Making museums habitual

We used to name these non-participants, ‘hard to reach’. This patronising moniker suggested that once people understood what we had to offer, they would be sure to come. Our experience shows non-users have much more agency and discernment. Their communities also have high levels of social capital; manifest in close family networks, use of community facilities such as mosques, temples and churches and use of local shops and cafes.  

Our goal should be to increase the habitual usage of museums by everyone.  We can only do that if we lift cultural barriers which sometimes are more perceived than real. There must be variety and diversity of human interaction, from that first greeting by front line staff, to the goodbye at the end of the visit; from the food that is served in the café to labelling and interpretation of exhibits.

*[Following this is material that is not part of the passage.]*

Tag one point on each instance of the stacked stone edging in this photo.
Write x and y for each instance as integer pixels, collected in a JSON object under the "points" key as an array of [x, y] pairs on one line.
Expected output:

This level of participation should help stimulate a new kind of civic institution. Most museums’ relationships with their visitors are transaction based. Customers pay an admission fee for an experience which is primarily didactic. If, as Jon Alexander from the New Citizenship Project contends, we see visitors not as consumers but citizens then the museums of the future will need to build mutual relationships with the public, be non-hierarchal and, be a platform for the free exchange of knowledge and creativity.  We think this puts the ‘us’ in museums.

Making the change

The transformation was not ‘hard’. We restructured the team using agreed principles and Human Resources support. We created a clear vision and objectives and we stuck to it. We ensured that the Board were part of the change. There are simple values and principles.

We have increased the visibility and reputation of Derby Museums. We have increased visitor numbers and broadened our audiences. We have successfully raised £17 million in capital funding to create the UK’s first Museum of Making.

None of this success has spared us from public sector cuts. Our combined public sector revenue funding from Derby City Council and Arts Council England has reduced by 40% during 2014-18.

We will continue to embed participation further as we believe this is a pre-requisite in making our organisation relevant to our community and more financially resilient. However there is a balance to be struck as public sector funding reduces. More of our energies will be geared towards raising income from private sources and developing an endowment to secure our future. This may well detract from organisational-wide activities in the community as resources are allocated to fundraising.

Advice for colleagues

The only barriers to not placing participation at the heart of your museum is your own belief and values. Committed leadership, a clear vision and objectives are vital. Just get on with it.